Communiqué de presse

La mission locale : Une restructuration réussie !

 
 

Un conseil d'administration de la mission locale s'est tenu le 31 octobre dernier et avait à
son ordre du jour l’examen des résultats financiers de l’année 2016. Pour la première fois depuis de
très nombreuses années ceux-ci sont excédentaires de 262.186 € et témoignent ainsi de
l’amélioration de la gestion de la structure conduite par l’équipe dirigeante de la mission locale
(son Président David Riché et son directeur d’alors Raphaël Wintreberg). Amélioration qui se
traduit en 2016 par plus de 400.000 € d’économies sur l’ensemble des postes de dépenses.

Compte-tenu du volume des déficits cumulés au cours des exercices antérieurs, qui
dépassaient 2 millions d’euros soit l’équivalent de la dotation annuelle budgétaire de la Mission
locale, ce résultat n’aurait pu être obtenu sans certes une aide exceptionnelle de l’État de 650.000 €
en 2016 (aide qui se poursuit en 2017 par la dotation d’une enveloppe financière de 1.000.000 €)
mais aussi sans l’accompagnement de la CTG (qui notamment prend en charge une partie du salaire
du nouveau directeur) et surtout sans le courage du personnel de la mission locale qui a su
poursuivre sa mission dans un contexte de restructuration difficile. Cette détermination doit être un
exemple pour l’ensemble des services publics.
Ce résultat permet à la mission locale d'envisager avec optimisme son avenir et d'engager
des actions à l’attention de l’ensemble des jeunes en difficultés du territoire. Très prochainement
devrait aboutir un partenariat expérimental entre la mission locale et pôle emploi sur le déploiement
de la garantie jeune sur le Sud Maroni. Gageons que cette évolution incitera les collectivités locales
(EPCI et communes), qui faisaient de l’assainissement de la situation financière un préalable à leur
aide, à participer au financement de la mission locale régionale de Guyane à l’heure actuelle
principalement supporté par l’État (plus de 70% des subventions d’exploitation perçues par la
Mission locale en 2016). Aujourd’hui seule la CACL participe à hauteur de 100.000 € par an au
fonctionnement de la structure.

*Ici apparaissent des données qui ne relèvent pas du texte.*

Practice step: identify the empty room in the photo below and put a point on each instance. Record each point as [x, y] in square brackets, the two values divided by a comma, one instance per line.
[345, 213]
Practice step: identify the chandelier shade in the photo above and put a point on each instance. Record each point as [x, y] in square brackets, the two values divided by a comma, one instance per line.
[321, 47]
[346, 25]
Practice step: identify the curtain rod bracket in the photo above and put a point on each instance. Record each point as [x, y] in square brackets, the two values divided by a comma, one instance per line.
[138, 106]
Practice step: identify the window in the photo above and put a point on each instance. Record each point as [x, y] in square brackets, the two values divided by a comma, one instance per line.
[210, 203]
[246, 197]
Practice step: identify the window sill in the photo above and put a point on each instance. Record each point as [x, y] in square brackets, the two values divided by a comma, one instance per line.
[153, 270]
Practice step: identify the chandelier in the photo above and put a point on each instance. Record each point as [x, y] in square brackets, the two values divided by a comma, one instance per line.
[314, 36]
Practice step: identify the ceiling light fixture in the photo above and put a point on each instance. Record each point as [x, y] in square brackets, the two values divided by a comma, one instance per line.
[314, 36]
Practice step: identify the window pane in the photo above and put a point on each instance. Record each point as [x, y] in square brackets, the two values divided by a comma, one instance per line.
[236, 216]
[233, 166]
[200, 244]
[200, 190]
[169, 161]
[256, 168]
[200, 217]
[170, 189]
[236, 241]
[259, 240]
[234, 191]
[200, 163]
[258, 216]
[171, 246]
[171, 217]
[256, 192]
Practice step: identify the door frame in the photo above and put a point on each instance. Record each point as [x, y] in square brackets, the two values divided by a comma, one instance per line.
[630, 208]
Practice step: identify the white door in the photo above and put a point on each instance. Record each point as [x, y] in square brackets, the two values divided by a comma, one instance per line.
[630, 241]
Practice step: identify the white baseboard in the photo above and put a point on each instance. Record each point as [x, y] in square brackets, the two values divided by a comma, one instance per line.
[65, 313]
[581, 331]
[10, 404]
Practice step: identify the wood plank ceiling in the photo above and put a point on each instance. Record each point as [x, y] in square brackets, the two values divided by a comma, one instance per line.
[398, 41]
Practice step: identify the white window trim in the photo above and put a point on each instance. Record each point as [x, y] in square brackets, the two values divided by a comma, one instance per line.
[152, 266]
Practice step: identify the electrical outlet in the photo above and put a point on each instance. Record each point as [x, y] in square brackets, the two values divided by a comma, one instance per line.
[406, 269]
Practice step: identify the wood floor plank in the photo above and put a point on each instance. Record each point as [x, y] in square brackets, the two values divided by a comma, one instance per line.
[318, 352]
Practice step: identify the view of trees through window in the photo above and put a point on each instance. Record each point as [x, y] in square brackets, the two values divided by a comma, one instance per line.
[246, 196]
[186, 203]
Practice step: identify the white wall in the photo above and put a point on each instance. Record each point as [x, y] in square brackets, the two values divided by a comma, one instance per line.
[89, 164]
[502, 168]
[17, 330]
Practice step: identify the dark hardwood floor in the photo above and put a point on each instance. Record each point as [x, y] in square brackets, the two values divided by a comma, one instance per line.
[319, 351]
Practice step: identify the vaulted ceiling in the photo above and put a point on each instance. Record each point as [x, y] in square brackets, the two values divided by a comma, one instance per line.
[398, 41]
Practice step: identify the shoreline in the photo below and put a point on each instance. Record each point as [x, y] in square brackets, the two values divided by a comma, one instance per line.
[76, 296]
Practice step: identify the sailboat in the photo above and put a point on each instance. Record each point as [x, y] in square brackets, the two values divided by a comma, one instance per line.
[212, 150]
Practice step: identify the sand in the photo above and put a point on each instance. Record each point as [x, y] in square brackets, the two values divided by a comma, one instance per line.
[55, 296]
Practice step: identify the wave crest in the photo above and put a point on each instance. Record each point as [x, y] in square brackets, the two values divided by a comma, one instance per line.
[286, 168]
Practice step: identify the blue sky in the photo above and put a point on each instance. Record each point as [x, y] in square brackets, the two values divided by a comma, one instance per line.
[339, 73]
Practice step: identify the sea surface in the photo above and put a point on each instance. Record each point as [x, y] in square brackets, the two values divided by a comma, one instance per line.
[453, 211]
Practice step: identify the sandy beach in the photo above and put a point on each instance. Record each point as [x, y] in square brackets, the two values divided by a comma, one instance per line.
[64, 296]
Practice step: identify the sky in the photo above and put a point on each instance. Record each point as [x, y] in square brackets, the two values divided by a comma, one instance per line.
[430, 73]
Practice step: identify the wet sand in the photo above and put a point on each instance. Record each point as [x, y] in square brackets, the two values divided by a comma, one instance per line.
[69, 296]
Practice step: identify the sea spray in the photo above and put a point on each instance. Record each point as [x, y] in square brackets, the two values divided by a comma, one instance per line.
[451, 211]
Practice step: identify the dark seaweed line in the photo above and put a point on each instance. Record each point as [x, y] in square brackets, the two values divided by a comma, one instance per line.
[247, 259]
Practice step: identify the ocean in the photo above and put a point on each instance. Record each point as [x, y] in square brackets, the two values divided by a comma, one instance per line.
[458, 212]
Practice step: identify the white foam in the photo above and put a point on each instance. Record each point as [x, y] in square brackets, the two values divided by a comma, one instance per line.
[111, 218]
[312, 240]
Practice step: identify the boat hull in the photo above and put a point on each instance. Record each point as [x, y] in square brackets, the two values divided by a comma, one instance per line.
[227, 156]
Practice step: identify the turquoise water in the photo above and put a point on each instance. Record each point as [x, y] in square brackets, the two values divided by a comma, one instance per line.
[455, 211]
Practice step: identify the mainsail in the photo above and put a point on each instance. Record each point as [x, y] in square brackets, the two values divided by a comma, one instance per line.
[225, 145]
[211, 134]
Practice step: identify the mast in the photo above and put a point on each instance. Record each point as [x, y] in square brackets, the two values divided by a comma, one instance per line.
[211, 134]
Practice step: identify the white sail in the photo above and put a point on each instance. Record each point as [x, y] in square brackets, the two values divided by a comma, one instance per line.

A titre d’exemple il convient de rappeler qu’un audit commandé par
la DIECCTE en 2015 précisait que sur l’échantillon métropolitain des missions locales observé à
titre de comparaison (Limoges, Le Mans et l’Ardèche) la part du financement apportée par les EPCI
était compris dans une « fourchette » allant de 15 à 21% du total des subventions d’exploitation. En
Guyane à l’heure actuelle, et en comptant la subvention de la CACL, cette part est de 3,59% en
2016. Je pense pouvoir écrire que non seulement les actuels financeurs de la mission locale, mais
aussi la population guyanaise, sont en attente de la décision des maires et présidents des EPCI.